Une fois le silence établi, Jésus répète la phrase, à plus forte voix encore. Puis il poursuit :
« En tant que Fils du Père, qui est le Père de la Lumière, je suis la Lumière du monde. Un fils ressemble toujours au père qui l’a engendré et il a la même nature. De même, je ressemble à Celui qui m’a engendré et j’ai la même nature que lui. Dieu, le Très-Haut, l’Esprit parfait et infini, est lumière d’Amour, lumière de Sagesse, lumière de Puissance, lumière de Bonté, lumière de Beauté. Il est le Père des lumières, et celui qui vit de lui et en lui voit, parce qu’il est dans la Lumière, de même que Dieu désire que les créatures voient. Il a donné à l’homme l’intelligence et le sentiment pour qu’il puisse voir la Lumière, c’est-à-dire lui-même, la comprendre et l’aimer. Il lui a aussi donné des yeux pour qu’il puisse voir la plus belle des choses créées, la perfection des éléments, qui rend visible la Création, celle qui est l’une des premières actions du Dieu Créateur et porte le signe le plus visible de Celui qui l’a créée : la lumière, incorporelle, lumineuse, béatifique, consolante, nécessaire comme l’est le Père de tous : Dieu éternel et très-haut.

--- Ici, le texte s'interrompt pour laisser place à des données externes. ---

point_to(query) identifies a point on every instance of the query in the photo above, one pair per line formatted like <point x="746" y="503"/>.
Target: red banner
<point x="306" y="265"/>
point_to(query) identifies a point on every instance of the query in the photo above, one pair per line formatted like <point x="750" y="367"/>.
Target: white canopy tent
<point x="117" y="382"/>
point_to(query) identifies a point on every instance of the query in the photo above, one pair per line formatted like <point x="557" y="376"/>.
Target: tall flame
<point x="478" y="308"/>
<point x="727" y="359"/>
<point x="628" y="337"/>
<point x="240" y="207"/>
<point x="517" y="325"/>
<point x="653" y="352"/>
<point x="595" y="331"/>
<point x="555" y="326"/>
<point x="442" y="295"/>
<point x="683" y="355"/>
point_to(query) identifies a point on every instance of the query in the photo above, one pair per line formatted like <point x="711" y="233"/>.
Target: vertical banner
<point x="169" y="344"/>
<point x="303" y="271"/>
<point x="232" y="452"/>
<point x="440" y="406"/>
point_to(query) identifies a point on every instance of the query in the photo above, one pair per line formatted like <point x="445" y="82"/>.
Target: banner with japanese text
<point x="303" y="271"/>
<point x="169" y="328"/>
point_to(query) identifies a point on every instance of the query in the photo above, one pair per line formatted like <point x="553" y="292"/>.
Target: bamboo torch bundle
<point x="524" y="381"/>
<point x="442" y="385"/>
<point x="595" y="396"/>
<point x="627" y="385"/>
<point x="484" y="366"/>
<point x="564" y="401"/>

Par un ordre de sa Pensée, il a créé le firmament et la terre, c’est-à-dire la masse de l’atmosphère et la masse de la poussière, l’incorporel et le corporel, ce qui est très léger et ce qui est lourd, mais tous les deux encore pauvres, vides et informes, parce qu’enveloppés dans les ténèbres, sans astres et sans vie.
L’Esprit de Dieu planait au-dessus des eaux et ne faisait qu’un avec le Créateur qui créait et l’Inspirateur qui poussait à créer, pour pouvoir aimer non seulement lui-même dans le Père et dans le Fils, mais aussi un nombre infini de créatures portant le nom d’astres, planètes, eaux, mers, forêts, plantes, fleurs, animaux qui volent, frétillent, rampent, courent, sautent, grimpent, et enfin l’homme, la plus parfaite des créatures, plus parfait que le soleil parce qu’il a une âme en plus de la matière, l’intelligence en plus de l’instinct, la liberté en plus de l’ordre, l’homme semblable à Dieu par l’esprit, semblable à l’animal par la chair, le demi-dieu qui devient dieu par participation, par la grâce de Dieu et sa propre volonté, l’être humain qui, s’il le veut, peut se transformer en ange, le plus aimé de la Création sensible pour lequel, tout en le sachant pécheur dès avant l’existence du temps, Dieu a préparé le Sauveur, la Victime dans l’Etre aimé sans mesure, dans le Fils, dans le Verbe, pour qui tout a été fait.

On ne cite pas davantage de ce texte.